One of the questions that I have been asked repeatedly is whether production (live) data can be used for testing purposes. The usual reason is that data that is generated for testing purposes sometimes does not meet the requirements for some test cases.
Extreme care should be taken when considering the use of production data for testing purposes, or for that matter, any use outside of production environments. Data is one of the most important assets for an organization and should be protected.
Compromise of data can lead to violations of regulations and industry requirements, resulting in financial penalties and reputational damage. For these reasons, organizations usually have policies against the use of production data for testing or any other purpose.
In cases where the use of production data cannot be avoided, some controls can be put in place to ensure that production data is secured when used outside of the production environment.
The Business justification for access to the data should be documented. This has to detail why production data, rather than data generated for test purposes, is required. By documenting this and going through an approval process, the chances of production data being used for trivial reasons can be minimized.
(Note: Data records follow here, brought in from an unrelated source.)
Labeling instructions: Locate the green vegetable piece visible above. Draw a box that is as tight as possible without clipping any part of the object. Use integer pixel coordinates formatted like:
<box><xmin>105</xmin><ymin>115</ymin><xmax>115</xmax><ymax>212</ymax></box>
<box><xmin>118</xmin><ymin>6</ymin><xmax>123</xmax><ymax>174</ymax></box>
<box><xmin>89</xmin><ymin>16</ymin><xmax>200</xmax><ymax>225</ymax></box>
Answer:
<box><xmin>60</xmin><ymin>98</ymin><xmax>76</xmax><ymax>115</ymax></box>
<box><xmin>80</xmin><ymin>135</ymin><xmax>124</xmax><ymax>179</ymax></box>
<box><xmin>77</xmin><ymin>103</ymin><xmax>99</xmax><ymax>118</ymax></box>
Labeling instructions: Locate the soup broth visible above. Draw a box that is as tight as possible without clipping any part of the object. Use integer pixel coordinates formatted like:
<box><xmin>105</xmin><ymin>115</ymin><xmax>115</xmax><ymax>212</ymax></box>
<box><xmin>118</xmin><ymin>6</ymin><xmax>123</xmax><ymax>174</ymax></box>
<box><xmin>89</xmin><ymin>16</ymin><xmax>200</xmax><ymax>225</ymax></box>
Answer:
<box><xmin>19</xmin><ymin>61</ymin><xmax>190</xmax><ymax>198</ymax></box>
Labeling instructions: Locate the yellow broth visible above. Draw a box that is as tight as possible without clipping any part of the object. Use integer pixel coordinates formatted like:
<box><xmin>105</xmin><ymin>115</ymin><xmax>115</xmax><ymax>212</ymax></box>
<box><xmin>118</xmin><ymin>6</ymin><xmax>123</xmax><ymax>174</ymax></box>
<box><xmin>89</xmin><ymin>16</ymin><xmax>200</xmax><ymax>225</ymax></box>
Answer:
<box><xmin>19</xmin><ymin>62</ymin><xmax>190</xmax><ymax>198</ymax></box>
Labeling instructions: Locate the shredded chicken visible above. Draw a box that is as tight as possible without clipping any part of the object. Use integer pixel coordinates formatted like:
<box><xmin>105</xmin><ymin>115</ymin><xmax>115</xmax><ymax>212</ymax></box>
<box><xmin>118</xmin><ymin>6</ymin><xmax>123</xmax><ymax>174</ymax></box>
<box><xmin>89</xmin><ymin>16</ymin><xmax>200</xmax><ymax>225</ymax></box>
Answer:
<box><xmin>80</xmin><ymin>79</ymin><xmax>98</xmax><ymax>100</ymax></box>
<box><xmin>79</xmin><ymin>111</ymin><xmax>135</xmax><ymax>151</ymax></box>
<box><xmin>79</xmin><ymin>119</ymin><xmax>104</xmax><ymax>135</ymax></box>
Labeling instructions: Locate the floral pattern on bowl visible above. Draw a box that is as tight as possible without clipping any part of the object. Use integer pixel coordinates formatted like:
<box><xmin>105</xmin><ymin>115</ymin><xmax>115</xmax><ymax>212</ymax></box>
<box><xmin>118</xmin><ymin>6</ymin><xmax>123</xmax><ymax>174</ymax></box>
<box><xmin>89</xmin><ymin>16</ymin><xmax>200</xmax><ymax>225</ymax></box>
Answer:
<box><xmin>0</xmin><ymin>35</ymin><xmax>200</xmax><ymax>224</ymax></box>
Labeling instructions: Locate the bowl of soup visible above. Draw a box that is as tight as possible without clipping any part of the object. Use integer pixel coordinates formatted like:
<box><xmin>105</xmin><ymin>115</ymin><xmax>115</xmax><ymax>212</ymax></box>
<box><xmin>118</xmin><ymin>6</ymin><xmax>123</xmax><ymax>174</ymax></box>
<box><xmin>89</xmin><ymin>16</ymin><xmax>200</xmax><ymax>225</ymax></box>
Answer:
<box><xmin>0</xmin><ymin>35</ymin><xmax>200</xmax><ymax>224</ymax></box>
The process that will be used for the production data to be transferred, handled and disposed off should be documented in detail. This will help ensure that a consistent approach is followed everyone involved in the process. This should also be part of the approval process.
The user account(s) that will be used to get access to the production data should have the following controls in place:
- It should be disabled until it is required and disabled immediately after the data is obtained from the production environment.
- It should only have access to the data (tables, rows, etc.) that is required, so that the principle of least privilege is applied.
- It should be monitored while in use. All activity should be logged for audit purposes.
- It should be unique and should not be a shared account. In some cases, the same account may be used to access at different times. In these cases, the passwords have to be changed every time.
The following access controls should be in place for the production data:
- While the data is used for testing, access should be restricted to a limited number of users.
- All access to this data should be logged and audited.
To minimize the chances of production data being exposed or compromised, the following controls hsould be in place:
- Only the minimum amount of data that is required for testing should be downloaded. This reduces the data set that can be compromised.
- The data should be retained outside of the production environment for the minimum time possible. The longer the data sits in the test environment (or outside the production environment), the higher the chances of compromise.
- After the testing is completed, the data should be securely disposed off. If the data is in the file system, then a secure wipe tool should be used. If the data is in the database, the records should be overwritten and then deleted.
Encryption and Key Management
Appropriate encryption and key management should be used to protect the data during transit and storage.
- The data should be encrypted using strong encryption in the production environment and then transferred outside.
- The data should be transferred over secure channels that have strong encryption. While this may seem to be overkill, especially when considering the previous point, it is strongly recommended.
- The keys used for data encryption should be secured and managed appropriately. Dual control of keys may need to be incorporated when using manual key management.
These are meant to be general controls that should be in place for use of production data in testing. Each organization is different and may need to add new controls or modify some of the controls listed here.